A minimalist music player that doesn't mess around. Built with GTK3 and SDL2, this is your no-nonsense jukebox that happens to have excellent taste in both modern formats and retro MIDI synthesis.
🎧 Full Playback Control
Play, pause, stop, rewind/fast-forward (5-second jumps), and skip between tracks. All the buttons you actually need, none of the bloat you don't.
📜 Visual Queue Management
Add multiple files, see what's playing, remove tracks individually, and toggle repeat mode. The queue is right there where you can see it—no hidden mysteries.
🔊 Flexible Volume Control
Scale from whisper-quiet (10%) to surprisingly loud (300%) with a smooth slider that actually responds to your input.
⏱️ Progress Tracking
Draggable progress bar with real-time timestamps. Know where you are, jump to where you want to be.

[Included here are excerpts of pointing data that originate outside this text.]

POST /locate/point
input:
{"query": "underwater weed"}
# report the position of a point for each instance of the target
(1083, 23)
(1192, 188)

🎵 Comprehensive Format Support
This player includes real-time OPL3 synthesis for MIDI files. That means your .mid files get processed through an emulated Yamaha OPL3 chip—the same sound generator that powered classic DOS games and early PC audio cards.
Want to hear what your favorite MIDI sounded like on a 1990s Sound Blaster? Now you can. It's nerdy, it's nostalgic, and it sounds exactly like you remember (or wish you could remember).

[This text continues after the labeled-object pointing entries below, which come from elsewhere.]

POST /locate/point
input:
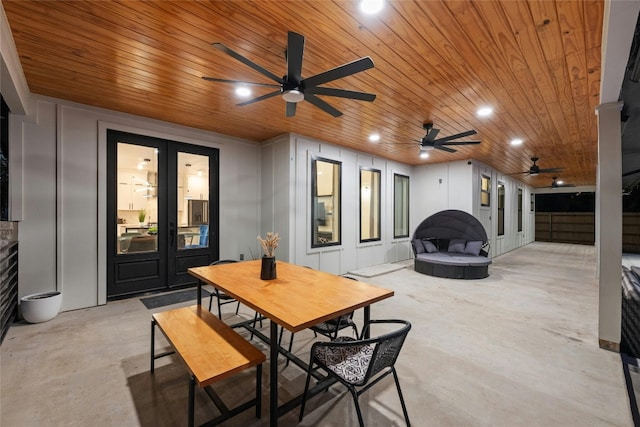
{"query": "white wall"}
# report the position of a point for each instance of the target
(456, 185)
(63, 194)
(286, 204)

You'll need these libraries installed:
- GTK3 – For the user interface
- SDL2 – Audio backend and OPL3 emulation
- libFLAC – FLAC format support
- libvorbis – OGG Vorbis decoding
- Standard build tools – gcc, make, the usual suspects
make
./build/linux/musicplayer
That's it. No configure scripts, no cmake mysteries, just straightforward compilation.

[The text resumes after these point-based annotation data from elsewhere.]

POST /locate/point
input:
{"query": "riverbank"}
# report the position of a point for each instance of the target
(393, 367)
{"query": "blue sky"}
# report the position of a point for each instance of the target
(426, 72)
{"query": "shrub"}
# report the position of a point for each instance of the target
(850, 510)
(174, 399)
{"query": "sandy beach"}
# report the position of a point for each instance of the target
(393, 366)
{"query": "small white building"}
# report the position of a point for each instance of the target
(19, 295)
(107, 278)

This player does one thing well: plays your local audio files without fuss. No streaming APIs, no cloud integration, no telemetry, no subscription prompts. Just you, your music collection, and a player that gets out of the way.
The interface is clean but not minimalist to a fault—you can see your queue, control playback intuitively, and the progress bar actually lets you seek to specific positions. Revolutionary concepts, apparently.
The OPL3 MIDI synthesis isn't just a gimmick—it's a faithful recreation of how these files were meant to sound on period hardware. If you've got a collection of game music MIDIs or just appreciate the warm, slightly crunchy tone of FM synthesis, this feature alone makes the player worth trying.
Plus, the virtual file system handles format conversions in memory, so your disk doesn't get cluttered with temporary WAV files every time you play an MP3.
Made with C++, SDL2, and an appreciation for both modern convenience and retro authenticity.
MIT License – use it, modify it, distribute it. Just don't remove the attribution when you do.